Dr Peter Diamandis spoke of the remarkable feat at the majlis of Sheikh Mohammed bin Zayed, Crown Prince of Abu Dhabi and Deputy Supreme Commander of the Armed Forces.

As the chairman and chief executive of the X Prize Foundation, he told the audience how he helped bring into being the first non-government piloted spaceship by offering a US$10 million (Dh36.7m) prize to anyone who could build it.

He did not actually have the money when he offered it in 1996, but by September of 2004 the funds had been raised and the winning craft, SpaceShipOne, had blasted off into space 16 times, carrying its pilots more than 100 kilometres from Earth.

"Let me start by talking about what I am passionate about," Dr Diamandis told the majlis. "In the 1960s I was passionate about outer space. The idea that anything is possible."

People were initially sceptical about his idea of trusting engineers to build a reliable spaceship in response to a competition - but it worked. Thousands made up the 26 teams who entered the challenge.

Dr Diamandis said that history had proven repeatedly that incentives "lead to great innovations".

He pointed to the former French leader Napoleon, who after losing men to starvation offered a prize to anyone who could devise a cheap method of preserving food, leading to the invention of canned goods.

The American aviator Charles Lindbergh - one of Dr Diamandis's biggest inspirations - flew from New York to Paris for a $25,000 prize in 1927, proving for the first time that a transatlantic flight was possible.

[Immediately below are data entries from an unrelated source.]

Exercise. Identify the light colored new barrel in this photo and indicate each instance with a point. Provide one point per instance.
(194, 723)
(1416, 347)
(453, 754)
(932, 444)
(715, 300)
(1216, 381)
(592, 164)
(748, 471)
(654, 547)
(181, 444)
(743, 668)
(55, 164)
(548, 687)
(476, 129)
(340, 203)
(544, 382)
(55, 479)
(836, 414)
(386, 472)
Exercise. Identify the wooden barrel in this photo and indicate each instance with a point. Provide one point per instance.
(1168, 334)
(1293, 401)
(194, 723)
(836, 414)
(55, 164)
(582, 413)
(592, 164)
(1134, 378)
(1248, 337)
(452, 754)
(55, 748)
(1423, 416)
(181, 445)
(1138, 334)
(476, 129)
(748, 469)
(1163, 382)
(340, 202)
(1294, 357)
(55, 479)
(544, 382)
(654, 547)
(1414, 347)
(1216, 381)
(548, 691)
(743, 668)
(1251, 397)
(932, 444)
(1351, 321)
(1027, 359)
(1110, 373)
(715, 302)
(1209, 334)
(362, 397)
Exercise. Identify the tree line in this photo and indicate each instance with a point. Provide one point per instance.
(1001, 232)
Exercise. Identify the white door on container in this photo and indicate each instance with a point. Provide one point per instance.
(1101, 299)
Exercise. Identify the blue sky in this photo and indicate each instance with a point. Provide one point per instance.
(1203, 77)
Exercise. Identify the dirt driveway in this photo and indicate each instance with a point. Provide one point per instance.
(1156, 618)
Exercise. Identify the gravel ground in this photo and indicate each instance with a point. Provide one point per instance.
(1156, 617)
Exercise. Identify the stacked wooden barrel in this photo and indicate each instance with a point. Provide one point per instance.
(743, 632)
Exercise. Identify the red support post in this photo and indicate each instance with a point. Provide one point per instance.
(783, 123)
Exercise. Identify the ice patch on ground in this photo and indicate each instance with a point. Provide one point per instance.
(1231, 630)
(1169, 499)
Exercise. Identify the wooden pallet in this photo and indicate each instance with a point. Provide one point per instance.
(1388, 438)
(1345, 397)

"He inspired so many people after he crossed," he said. "This set me out to ask questions: where are the world's biggest problems?

"No challenge cannot be solved. It is a magical time to be alive. Anything is possible."

Dr Diamandis expanded the X Prize to seek solutions for other global issues, and today it offers rewards in the fields of exploration, life sciences, energy and environment, and education and global development.

"We are working on developing a hand-held diagnostic device that any mother or father can speak to and have a cough or saliva analysed," Dr Diamandis said. "The diagnosis will be better than that of a board of certified doctors."

So far they have received 300 entries from 37 countries, he said.

"We expect to announce a winner in the next three years," he added.

The organisation's future goal is to hold an X Prize for literacy software that can be used on any phone or tablet, a programme for autism, one for childhood obesity, and a way to mine asteroids for natural resources.

"I think of abundance in my work," Dr Diamandis said. "Earth is a crumb in a supermarket of resources."